Joao Abecasis reignited the discussion today concerning setting up time-based releases for Qt. "While releasing Qt 5.0.0 is an ongoing process, I think this is a good time to start planning future releases (5.0.1, 5.1.0, etc.) and, most importantly, we need to discuss *how* we'll get them out on time. With the setup we now have we should quickly move to a strict time-based release schedule. A predictable schedule allows all interested to align with the project and contribute to make the next release the traditional Best Release Ever (tm) of Qt."

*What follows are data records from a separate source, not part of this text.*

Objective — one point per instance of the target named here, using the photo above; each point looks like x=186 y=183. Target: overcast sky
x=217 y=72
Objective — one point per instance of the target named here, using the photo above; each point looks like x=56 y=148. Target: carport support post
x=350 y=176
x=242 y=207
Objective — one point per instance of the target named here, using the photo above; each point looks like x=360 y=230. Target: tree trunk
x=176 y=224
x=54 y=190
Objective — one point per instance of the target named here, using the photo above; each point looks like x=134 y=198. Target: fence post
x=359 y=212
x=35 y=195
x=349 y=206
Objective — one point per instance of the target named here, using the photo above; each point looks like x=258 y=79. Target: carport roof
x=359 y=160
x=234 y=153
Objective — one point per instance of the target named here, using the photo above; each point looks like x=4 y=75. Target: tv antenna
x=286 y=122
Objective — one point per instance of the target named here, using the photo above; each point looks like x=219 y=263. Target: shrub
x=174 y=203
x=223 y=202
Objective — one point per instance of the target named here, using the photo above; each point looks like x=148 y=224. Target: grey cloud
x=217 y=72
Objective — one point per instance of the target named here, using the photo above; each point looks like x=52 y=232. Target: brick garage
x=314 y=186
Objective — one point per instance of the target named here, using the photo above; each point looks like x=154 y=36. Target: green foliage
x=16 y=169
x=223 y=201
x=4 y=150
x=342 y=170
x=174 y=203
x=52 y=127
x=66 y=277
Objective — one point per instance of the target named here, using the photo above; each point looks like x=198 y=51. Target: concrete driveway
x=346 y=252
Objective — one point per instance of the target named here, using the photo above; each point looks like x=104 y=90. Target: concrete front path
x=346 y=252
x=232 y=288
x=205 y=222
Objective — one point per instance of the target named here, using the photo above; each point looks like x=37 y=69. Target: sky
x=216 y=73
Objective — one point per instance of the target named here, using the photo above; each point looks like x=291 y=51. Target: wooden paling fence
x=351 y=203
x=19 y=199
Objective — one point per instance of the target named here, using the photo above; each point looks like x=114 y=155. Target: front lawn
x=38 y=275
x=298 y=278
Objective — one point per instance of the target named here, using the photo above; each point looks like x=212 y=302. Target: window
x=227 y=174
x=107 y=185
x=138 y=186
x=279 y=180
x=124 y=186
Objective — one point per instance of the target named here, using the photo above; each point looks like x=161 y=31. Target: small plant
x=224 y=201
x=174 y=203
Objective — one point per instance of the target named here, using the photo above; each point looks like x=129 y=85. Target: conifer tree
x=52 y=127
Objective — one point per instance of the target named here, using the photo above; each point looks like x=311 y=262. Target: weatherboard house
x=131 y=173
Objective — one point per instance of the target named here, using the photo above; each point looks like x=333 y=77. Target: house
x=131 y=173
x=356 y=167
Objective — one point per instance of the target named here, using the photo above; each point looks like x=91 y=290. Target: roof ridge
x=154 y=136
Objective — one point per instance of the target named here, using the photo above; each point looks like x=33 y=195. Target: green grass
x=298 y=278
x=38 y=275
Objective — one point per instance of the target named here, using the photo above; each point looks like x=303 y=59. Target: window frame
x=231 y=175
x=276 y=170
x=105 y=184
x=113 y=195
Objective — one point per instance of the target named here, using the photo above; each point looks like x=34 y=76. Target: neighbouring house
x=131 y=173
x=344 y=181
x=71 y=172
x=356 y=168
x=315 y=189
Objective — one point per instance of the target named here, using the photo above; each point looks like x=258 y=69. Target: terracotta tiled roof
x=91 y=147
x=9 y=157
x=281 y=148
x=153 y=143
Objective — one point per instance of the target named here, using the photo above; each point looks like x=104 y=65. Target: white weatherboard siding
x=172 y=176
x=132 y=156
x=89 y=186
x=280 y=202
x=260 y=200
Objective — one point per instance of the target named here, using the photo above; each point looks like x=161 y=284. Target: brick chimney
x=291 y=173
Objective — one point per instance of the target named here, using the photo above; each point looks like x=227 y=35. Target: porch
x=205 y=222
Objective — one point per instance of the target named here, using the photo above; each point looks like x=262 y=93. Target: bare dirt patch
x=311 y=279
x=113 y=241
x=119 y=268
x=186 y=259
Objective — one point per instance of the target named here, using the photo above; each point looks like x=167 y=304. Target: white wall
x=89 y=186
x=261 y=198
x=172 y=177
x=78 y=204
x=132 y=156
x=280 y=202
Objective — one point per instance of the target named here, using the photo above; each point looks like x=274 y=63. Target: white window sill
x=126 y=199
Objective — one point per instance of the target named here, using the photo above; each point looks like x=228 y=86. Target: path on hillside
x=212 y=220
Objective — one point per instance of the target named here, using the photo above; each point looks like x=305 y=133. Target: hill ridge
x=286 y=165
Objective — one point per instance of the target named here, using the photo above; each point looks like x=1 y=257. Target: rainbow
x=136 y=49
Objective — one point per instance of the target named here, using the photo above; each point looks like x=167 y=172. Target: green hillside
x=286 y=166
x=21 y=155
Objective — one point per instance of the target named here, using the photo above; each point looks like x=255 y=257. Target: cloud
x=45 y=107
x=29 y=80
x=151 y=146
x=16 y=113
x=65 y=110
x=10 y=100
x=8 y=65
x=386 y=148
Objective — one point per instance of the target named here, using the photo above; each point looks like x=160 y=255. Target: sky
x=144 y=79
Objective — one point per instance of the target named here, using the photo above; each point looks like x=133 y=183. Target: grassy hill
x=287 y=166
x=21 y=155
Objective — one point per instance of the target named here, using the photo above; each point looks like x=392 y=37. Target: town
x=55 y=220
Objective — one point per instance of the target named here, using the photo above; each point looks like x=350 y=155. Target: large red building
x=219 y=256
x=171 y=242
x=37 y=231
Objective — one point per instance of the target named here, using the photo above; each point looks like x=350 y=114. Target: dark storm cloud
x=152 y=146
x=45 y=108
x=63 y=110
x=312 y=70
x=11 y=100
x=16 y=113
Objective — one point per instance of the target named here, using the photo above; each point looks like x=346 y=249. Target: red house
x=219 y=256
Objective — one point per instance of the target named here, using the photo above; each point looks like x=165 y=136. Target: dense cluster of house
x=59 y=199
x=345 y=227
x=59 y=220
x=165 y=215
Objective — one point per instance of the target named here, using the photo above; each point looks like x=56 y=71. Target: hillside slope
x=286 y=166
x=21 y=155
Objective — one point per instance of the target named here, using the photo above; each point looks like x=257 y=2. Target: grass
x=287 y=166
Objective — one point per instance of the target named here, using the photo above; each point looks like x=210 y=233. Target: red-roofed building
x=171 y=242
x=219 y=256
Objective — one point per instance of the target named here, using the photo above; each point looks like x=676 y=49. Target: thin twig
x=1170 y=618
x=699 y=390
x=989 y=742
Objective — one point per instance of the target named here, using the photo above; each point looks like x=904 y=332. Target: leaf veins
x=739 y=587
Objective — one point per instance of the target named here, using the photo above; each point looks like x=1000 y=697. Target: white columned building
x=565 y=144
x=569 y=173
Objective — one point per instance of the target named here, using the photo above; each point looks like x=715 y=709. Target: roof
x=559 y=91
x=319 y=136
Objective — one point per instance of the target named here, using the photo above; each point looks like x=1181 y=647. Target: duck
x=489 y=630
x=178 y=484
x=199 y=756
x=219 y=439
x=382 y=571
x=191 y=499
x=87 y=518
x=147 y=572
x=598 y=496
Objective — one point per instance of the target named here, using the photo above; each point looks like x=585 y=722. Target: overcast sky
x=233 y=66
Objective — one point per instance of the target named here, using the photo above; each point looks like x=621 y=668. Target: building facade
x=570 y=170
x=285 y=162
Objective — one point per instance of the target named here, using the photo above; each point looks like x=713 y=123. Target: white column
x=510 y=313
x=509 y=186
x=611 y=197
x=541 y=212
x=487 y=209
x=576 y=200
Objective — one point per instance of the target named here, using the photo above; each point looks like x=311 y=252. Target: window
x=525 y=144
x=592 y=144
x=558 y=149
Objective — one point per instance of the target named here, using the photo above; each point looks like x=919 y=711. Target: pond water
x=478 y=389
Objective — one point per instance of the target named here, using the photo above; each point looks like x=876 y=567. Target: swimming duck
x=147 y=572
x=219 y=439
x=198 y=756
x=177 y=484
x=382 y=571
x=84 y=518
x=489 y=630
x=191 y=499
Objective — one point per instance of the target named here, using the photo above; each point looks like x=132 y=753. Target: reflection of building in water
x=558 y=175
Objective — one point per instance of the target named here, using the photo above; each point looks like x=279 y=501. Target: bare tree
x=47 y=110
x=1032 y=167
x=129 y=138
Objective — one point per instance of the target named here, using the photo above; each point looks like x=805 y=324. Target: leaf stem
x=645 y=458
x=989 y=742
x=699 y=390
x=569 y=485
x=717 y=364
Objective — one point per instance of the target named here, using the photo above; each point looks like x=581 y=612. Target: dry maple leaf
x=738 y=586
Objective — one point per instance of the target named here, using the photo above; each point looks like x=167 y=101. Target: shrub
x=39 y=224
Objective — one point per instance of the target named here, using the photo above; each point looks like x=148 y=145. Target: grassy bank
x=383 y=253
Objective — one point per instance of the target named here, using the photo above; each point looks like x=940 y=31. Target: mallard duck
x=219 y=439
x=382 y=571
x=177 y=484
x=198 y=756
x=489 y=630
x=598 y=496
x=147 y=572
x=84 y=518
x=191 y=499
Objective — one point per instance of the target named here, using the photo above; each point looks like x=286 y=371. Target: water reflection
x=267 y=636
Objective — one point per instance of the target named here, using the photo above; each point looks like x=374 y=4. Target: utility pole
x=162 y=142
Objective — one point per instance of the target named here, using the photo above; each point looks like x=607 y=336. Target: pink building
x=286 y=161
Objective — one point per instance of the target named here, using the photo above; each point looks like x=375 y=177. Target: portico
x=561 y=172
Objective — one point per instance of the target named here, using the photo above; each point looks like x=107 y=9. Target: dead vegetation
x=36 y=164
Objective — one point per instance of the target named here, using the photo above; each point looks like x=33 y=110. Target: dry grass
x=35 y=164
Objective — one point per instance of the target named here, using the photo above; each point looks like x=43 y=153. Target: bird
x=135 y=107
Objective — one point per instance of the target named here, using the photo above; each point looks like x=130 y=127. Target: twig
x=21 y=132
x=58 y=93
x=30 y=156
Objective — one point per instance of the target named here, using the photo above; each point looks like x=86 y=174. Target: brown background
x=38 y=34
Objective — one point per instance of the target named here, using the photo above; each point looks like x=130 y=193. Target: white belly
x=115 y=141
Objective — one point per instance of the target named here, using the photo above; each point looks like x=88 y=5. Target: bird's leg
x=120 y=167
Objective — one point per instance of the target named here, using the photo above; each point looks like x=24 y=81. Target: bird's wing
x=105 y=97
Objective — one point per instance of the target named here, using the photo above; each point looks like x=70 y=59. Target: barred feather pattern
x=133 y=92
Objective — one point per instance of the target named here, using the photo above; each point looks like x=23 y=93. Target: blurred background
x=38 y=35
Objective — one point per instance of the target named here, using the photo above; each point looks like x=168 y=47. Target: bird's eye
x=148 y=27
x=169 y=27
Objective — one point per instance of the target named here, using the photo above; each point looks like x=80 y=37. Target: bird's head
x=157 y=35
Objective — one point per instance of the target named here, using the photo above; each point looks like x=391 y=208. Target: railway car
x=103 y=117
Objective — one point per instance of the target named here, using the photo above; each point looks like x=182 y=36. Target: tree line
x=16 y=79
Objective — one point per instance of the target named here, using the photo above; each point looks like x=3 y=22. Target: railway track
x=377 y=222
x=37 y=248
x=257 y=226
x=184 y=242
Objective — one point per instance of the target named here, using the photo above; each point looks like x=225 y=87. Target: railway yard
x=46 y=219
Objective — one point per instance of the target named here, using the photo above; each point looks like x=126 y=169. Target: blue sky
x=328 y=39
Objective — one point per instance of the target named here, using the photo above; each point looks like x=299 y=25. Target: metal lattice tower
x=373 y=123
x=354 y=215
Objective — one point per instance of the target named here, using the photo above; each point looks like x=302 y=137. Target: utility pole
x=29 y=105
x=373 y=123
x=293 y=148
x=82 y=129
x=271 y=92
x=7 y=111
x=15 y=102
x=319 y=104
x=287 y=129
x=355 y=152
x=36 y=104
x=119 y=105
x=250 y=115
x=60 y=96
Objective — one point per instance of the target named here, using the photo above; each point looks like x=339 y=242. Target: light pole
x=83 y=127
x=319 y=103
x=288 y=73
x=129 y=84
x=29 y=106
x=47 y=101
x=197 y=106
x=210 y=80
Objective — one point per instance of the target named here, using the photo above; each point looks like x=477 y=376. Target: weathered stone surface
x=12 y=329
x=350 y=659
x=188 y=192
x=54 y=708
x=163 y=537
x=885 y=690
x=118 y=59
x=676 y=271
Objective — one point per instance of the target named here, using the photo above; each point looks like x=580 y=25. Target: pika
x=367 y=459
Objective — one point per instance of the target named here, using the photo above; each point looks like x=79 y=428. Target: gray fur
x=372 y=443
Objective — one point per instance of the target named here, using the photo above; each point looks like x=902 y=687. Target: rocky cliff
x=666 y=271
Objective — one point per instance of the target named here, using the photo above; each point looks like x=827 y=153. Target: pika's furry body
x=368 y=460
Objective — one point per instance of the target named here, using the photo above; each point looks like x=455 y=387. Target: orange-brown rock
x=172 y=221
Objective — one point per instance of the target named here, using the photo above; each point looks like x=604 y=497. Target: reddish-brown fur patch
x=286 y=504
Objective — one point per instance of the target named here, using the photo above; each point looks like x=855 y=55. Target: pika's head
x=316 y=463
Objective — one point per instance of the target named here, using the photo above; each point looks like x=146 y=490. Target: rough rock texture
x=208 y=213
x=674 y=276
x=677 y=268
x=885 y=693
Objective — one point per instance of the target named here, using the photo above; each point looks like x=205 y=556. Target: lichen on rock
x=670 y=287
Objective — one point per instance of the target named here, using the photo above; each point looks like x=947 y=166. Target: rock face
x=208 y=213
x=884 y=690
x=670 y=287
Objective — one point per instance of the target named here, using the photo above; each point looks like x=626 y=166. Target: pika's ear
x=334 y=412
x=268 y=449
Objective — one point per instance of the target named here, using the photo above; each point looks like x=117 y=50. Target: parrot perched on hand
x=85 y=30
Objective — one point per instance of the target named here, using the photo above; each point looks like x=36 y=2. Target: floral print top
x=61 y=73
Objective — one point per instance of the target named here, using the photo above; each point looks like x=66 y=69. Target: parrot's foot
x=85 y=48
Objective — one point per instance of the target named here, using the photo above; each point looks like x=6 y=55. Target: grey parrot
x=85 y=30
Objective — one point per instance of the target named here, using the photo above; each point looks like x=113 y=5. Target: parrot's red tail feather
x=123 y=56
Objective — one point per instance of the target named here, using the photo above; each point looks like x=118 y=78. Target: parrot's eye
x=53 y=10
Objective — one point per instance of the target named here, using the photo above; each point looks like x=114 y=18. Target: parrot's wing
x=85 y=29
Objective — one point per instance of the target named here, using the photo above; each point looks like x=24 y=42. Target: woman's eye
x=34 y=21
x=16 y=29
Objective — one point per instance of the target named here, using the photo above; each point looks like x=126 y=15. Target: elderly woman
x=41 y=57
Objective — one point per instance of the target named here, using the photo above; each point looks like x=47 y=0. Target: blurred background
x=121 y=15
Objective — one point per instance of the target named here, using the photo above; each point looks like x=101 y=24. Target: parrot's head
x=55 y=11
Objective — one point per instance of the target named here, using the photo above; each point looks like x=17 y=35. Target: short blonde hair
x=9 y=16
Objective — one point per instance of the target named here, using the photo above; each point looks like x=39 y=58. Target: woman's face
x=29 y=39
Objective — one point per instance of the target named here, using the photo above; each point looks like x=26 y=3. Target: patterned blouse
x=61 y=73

The time-based release plan, which has been talked about in months past and reaffirmed today by the developers that responded thus far, would be to issue new minor releases (Qt 5.1, Qt 5.2, etc) on a six-month basis while new patch releases (Qt 5.0.1, Qt 5.0.2, etc) would happen about every two months. Each minor version would get three patch releases (5.x.0, 5.x.1, and 5.x.2) before maintenance is then dropped. Downstream distributors would be left to maintaining their own longer-term support versions of a Qt release stream should they choose.

This development would be coordinated via the use of three Git branches: fire-hose, leaky-faucet, and dripping-bucket, which would roughly coordinate to alpha, beta, and release candidate branches. All of the main development would go into Qt's "fire-hose" code-base (effectively their "Git master") while leaky-faucet would go for the patch release cycle with bug fixes for regressions and maintaining binary compatibility, and then dripping-bucket would only handle release critical bug-fixes.

The Qt time-based release plans are discussed in more detail via the project's development mailing list. Meanwhile, there's nothing new at the moment about Nokia's plans to sell Qt with the sad things they are doing and the impact is already harming the Qt 5.0 release.

Qt 5.0 is expected to go into beta very soon but the official release date prior to moving into this time-based release schedule has yet to be firmly decided.